朝鮮半島の地理を考えれば、北朝鮮に対して核兵器を使用すれば、必然的に韓国も飲み込まれるだろう。この事実は米軍作戦立案者にも知られているし、理解もされている。
 
強調されねばならないことは、アメリカが朝鮮国民に戦争をすると威嚇する限り、アメリカと韓国は同盟国ではあり得ないということだ。
 
「真の同盟」とは外国の侵入や侵略に対して南北朝鮮が対話を通して一つになり、再統一することである。
 
アメリカは全朝鮮国民に対して戦争状態にある。それは平和に対する戦争である。そしてこれが求めるものは次のことだ。
 
韓国と北朝鮮の二者協議の進展は2018年1月9日に始まった。1953年の休戦協定を無効にして、二国間の「和平条約」の条件を設定する仮合意の調印が狙いである。
 
代わりにこの合意は米軍駐留の排除や28,500人の米軍の撤退過程をも設定する。
 
さらに二国間平和交渉に従って、米軍指令下にある韓国軍の米韓OPCON合意は撤廃されるだろう。それ故、全韓国軍は韓国司令部の下に置かれるだろう。
 
二国間協議は、現在進行中であるが、韓国と北朝鮮間のさらなる経済、技術、文化、教育の協力を進展させることも行われるべきだ。
 
OPCONの下、背後でアメリカが操ることなしに、戦争の脅威は対話に置き換えられるだろう。
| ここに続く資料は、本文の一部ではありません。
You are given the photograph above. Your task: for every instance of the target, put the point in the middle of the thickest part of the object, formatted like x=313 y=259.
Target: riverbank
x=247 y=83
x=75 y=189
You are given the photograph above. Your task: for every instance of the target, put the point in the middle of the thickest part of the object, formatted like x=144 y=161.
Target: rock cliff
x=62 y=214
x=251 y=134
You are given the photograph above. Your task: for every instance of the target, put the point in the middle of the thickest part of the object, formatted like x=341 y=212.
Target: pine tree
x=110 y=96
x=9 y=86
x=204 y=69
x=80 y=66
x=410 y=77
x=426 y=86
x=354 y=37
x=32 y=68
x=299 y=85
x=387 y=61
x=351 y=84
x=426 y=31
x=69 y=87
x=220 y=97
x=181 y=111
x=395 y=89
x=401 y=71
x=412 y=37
それ故、最初の優先事項はOPCONとCFCを破棄することになる。
 
言うまでもないが、南北朝鮮の統一は、北東アジアにおけるアメリカ覇権を弱めるだろう。
 
それはまた、北東アジアにおける貿易や開発の点で重要な意味を持つだろう。
 
8千万人の統一した朝鮮国民は南北の科学、技術能力を統合し、必ずや強力で自律した主権地域経済力と貿易国家形成へと導くだろう。
 
分断された朝鮮はアメリカの地政学的、経済的利益に奉仕するだけだ。
 
オリンピックの二国間対話は平和の舞台を設定した。
 
いま韓国で展開されていることは、両朝鮮国家の対話が公然と受け入れられたことだ。
 
さらに世論は、ますます気づくようになるだろう。V.ブルックス司令官の合同司令部(CFC)の下、米韓合同軍によって行われるどのような行動も、全朝鮮国民に対する攻撃となるだろう。
 
 
韓国軍は、朝鮮人や朝鮮国家に敵対するために動員されない。意識的キャンペーンも韓国軍隊内で開始されるべきだ。「戦うことを拒否せよ」、そしてドナルド・トランプに任命された「米軍司令官の命令に従うな」。韓国軍司令官の指揮権が求められるべきだ。
 
二国間交渉と同様、オリンピックはついに合同司令部(CFC)を排除する機会を与えてくれた。
 
必要とされていることは、合同司令部から一方的に韓国軍を撤退させるという政府の決定を支持する大衆行動である。つまりCFCの一方的廃棄である。(それは2025年まで延長されている。後に弾劾されることになった朴槿恵大統領によってワシントンの命令で調印された。)
 
目的は平和を達成させるため文在寅大統領を韓国軍の司令官に復権させることだ。
 
このことは、もしアメリカがまだ北朝鮮攻撃を望んだら,韓国軍に頼ることができないということだ。歴史的にアメリカは、汚い仕事をするのにいつも同盟国に頼ってきた。
 
アメリカは南北対話を妨害するために、合同軍司令部(CFC)には手をつけずに、最大限のことをすると私は思う。
 
しかし、これがどう展開するか予測することは難しい。我々は著しく「予測できない」アメリカの政治家と軍事計画立案者を論じているからだ。
 
ミシェル・チョスドフスキー演説原稿。2018年2月21日、韓国ソウル
          (翻訳:新見明) 

(記事原文) https://www.globalresearch.ca/north-korea-and-the-dangers-of-nuclear-war-the-demilitarization-of-the-korean-peninsula-towards-a-peace-agreement/5628390 >

<新見コメント>ーーーーーーーーーーーーーーーーーーーーーーー
マイケル・チョスドフスキー「北朝鮮と核戦争の危機:朝鮮半島の非軍事化 和平合意を目指して」を「寺島メソッド翻訳NEWS」にアップしました。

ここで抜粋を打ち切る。